It can take years of late-night navel gazing for a novelist to name a character — or it could come as quickly as an Internet auction on eBay.
Next month, Stephen King, Amy Tan, Lemony Snicket, Nora Roberts, Michael Chabon and 11 other best-selling writers will auction the right to name characters in their new novels. The profits will go to the First Amendment Project, whose lawyers have repeatedly gone to court to protect the free speech rights of activists, writers and artists.
“It feels a little scary for most writers because when you’re writing, you’re completely in charge — you can say this book is all mine, it’s my world,” said Chabon. “Whether giving over some of that has any monetary value or not, we’ll see.”
But bidders beware — most of the authors are clearly retaining creative control to use the names as they see fit.
King says the highest bidder will get to name a character in a new zombie novel he describes as being “like cheap whisky ... very nasty and extremely satisfying.” Cult comic author Neil Gaiman will let his top buyer select the name for a gravestone.

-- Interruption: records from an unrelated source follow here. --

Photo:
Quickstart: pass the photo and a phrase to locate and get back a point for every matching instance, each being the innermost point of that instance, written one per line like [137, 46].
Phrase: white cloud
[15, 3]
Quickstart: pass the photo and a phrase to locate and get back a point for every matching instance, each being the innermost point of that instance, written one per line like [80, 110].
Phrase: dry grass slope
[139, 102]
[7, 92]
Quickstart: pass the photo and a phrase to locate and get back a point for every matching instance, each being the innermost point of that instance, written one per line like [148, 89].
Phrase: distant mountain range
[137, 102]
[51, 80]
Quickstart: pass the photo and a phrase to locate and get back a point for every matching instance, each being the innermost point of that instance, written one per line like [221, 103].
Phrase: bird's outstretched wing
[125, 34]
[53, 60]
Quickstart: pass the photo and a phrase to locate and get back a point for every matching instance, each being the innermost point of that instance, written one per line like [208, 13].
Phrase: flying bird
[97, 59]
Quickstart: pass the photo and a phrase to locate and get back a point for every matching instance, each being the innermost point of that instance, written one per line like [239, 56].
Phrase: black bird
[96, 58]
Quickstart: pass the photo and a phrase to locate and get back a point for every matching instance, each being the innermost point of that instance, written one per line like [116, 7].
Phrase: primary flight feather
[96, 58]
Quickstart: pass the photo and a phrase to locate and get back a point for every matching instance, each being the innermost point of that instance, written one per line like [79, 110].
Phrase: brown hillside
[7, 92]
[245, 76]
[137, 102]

Andrew Sean Greer promises the winner may choose the name of a “coffee shop, bar, corset company or other business in another scene,” but only “should it suit the author.”

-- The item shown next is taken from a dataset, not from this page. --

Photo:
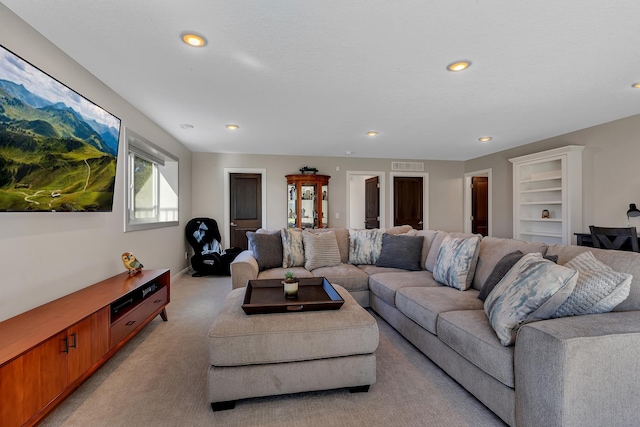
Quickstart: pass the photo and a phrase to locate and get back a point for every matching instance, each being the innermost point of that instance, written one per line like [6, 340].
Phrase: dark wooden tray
[267, 296]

John Grisham is one of only a handful promising to portray the top bidder’s chosen name “in a good light.”
Brainchild of Neil GaimanOn Sept. 1, eBay Giving Works, the site’s dedicated program for charity listings, will go live with the electronic auction. For the next 25 days, anyone with an Internet connection can bid 24 hours a day to insert names into their favorite writers’ heads. The event’s organizers say they believe it will fetch well over the nonprofit First Amendment Project’s goal of $50,000.

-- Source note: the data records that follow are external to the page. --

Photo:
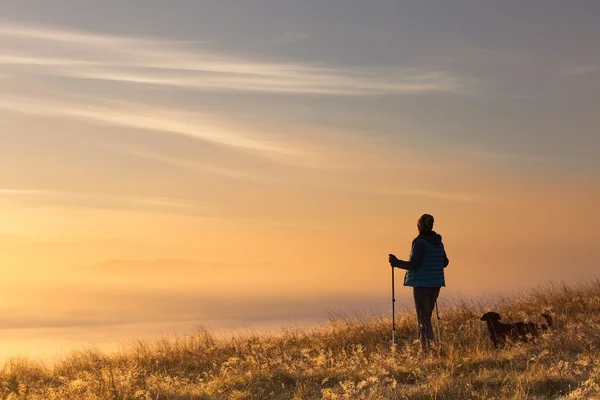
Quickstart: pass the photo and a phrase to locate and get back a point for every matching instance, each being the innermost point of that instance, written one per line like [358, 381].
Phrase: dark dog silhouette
[499, 332]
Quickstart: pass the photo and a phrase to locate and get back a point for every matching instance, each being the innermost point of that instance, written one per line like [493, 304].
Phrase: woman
[425, 273]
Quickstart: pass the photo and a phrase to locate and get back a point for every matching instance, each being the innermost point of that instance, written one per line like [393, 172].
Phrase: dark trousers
[425, 298]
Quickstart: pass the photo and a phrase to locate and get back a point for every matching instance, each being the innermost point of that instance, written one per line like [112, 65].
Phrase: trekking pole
[439, 334]
[393, 313]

The benefit was the brainchild of Gaiman, who approached Chabon with the idea when he heard the group was running out of money. It will now constitute the single-largest fund-raising event for the First Amendment Project, whose legal staff will gratefully leverage the goodwill of authors willing to help keep its doors open. Other writers include Dave Eggers, Dorothy Allison, Peter Straub, ZZ Packer, Jonathan Lethem, Rick Moody, Ayelet Waldman, Andrew Sean Greer and Karen Joy Fowler.
“It’s nice when people say they want to raise money for you,” said David Greene, executive director of the First Amendment Project, which was founded in 1994. “Because it was brought to us by the writers, it was even more special.”
Greene said that money raised by the auction will go to support the organization’s pro bono work representing clients being sued over free speech, free press and freedom of expression. One such case, over whether a high school student’s angry poetry constituted a “criminal threat,” recently went before the California Supreme Court.
Board member Chabon, who won the 2001 Pulitzer Prize for “The Amazing Adventures of Kavalier & Clay,” said his own work would be meaningless without the freedoms afforded under the First Amendment.
“I don’t think anything else can be hopeful or accomplished if you have the fear that you will get arrested or prosecuted or censored,” he said. “I saw a cry for help. So it was my goal to try to get writers whose work and whose name would be meaningful to the greatest number of people.”
Snicket, who will let the top bidder determine an utterance by Sunny Baudelaire in his upcoming 13th installment of his “Series of Unfortunate Events,” said he holds the First Amendment dear because “the only trouble I should get in for my writing is the trouble I make myself.”
His only caveat: The meaning of the utterance may be slightly “mutilated.”